- L'INDIPENDENTE - https://www.lindipendente.online -

Gaza: contro le proteste il Viminale non sa cosa fare, quindi agita il solito “allarme infiltrati”

La cosiddetta “intifada studentesca” procede senza sosta, moltiplicando in tutti gli atenei i campeggi e le manifestazioni di protesta in solidarietà del popolo palestinese. Una situazione di fronte alla quale – ben lungi dall’accettare anche solo l’ipotesi di valutare le richieste degli studenti, che chiedono innanzitutto la fine dei progetti di ricerca in collaborazione con le università israeliane – il governo non sa cosa fare. La strategia fino ad oggi era parsa quella di attendere che le proteste si esaurissero da sole, ma questo non sta avvenendo, con le “acampade” di protesta che anzi si stanno moltiplicando. Quindi ieri il ministero dell’Interno ha tenuto un incontro tra il Comitato Nazionale per l’Ordine e la Sicurezza Pubblica e il vicepresidente della Conferenza dei Rettori delle Università Italiane (CRUI), con lo scopo di decidere come risolvere la questione. Dalla nota [1] pubblicata dallo stesso ministero guidato da Matteo Piantedosi non emerge nessuna decisione, se non il consueto allarme che ammonisce sul rischio di «possibili infiltrazioni di dissidenti violenti». Eventualità che non si è verificata in nessuna protesta fino ad oggi e che, presentata in assenza di qualsiasi indizio a supporto, sembra al solito essere messa sul tavolo come “jolly” per giustificare ogni possibile azione repressiva del prossimo futuro.

L’incontro del Comitato con il vertice del CRUI, lanciato [2] qualche giorno fa, era rivolto a delineare una condotta generale di gestione delle sempre più diffuse iniziative a sostegno della popolazione di Gaza e a denuncia del coinvolgimento del nostro Paese nel genocidio dei palestinesi. Da quanto emerge nei tanti giri di parole della nota, il vertice sembra essersi risolto in un nulla di fatto, e parrebbe che Ministero dell’Interno e università vogliano portare avanti la linea semi-garantista avuta finora nei confronti delle occupazioni, senza dunque optare direttamente per lo sgombero.
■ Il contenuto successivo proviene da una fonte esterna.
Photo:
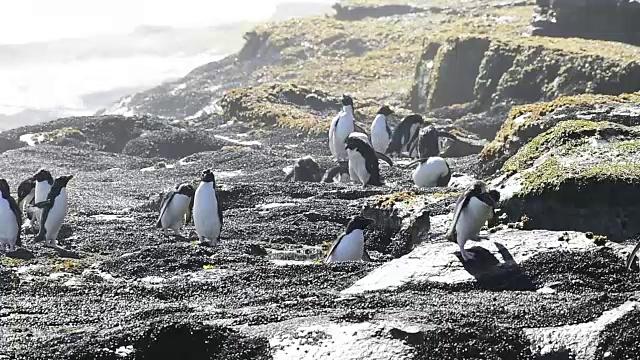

Sembrerebbe tuttavia restare aperta la possibilità di interventi, che emergerebbe in primo luogo dalla eccessiva vaghezza dei contenuti della nota, e, successivamente, dal classico riferimento al pericolo di infiltrazioni di soggetti estranei nelle manifestazioni «al solo scopo di strumentalizzare il dissenso». Se dovesse succedere qualcosa, insomma, ci sarebbe qualcuno a cui dare la colpa.

La ribattezzata “intifada studentesca” va avanti da settimane, e ha ormai assunto i connotati di un movimento globale [3]. In Italia il primo “campo di solidarietà” è spuntato a Bologna, in data 5 maggio, e successivamente ne sono arrivati altri due anche a Roma e a Napoli. A queste università si sono aggiunte rapidamente quelle di Palermo, Cosenza, Padova, Torino, Milano, e Venezia, e molte altre starebbero programmando di unirsi. Nella maggior parte dei casi, gli studenti di tali atenei portano avanti le rivendicazioni [4] dei Giovani Palestinesi, e chiedono che le università e il governo italiano denuncino il genocidio in corso a Gaza e si operino per boicottare il sistema accademico di Tel Aviv, favorendo invece l’integrazione e i progetti di scambio con le omologhe istituzioni palestinesi. In generale, nel nostro Paese, la “mobilitazione dei saperi” va avanti sin dalla metà di novembre [5]. Poco dopo la metà di marzo, a Torino [6] c’è stato il primo caso di approvazione di una mozione che sospende la partecipazione di una università al bando MAECI per la collaborazione con le università israeliane, e qualche giorno dopo tale soluzione è stata approvata anche dalla Normale di Pisa [7], cui studenti si sono raccontati a L’Indipendente [8]. Nel mondo, dopo le proteste studentesche statunitensi [9] analoghi campi sono sorti in ogni angolo del pianeta, arrivando in Canada, Messico, Australia, e Medioriente. Anche l’Europa sta venendo particolarmente colpita da questa nuova ondata di contestazioni, e sono sorti campi nel Regno Unito, in Francia, in Spagna, in Germania e in numerosissimi altri Paesi del vecchio continente.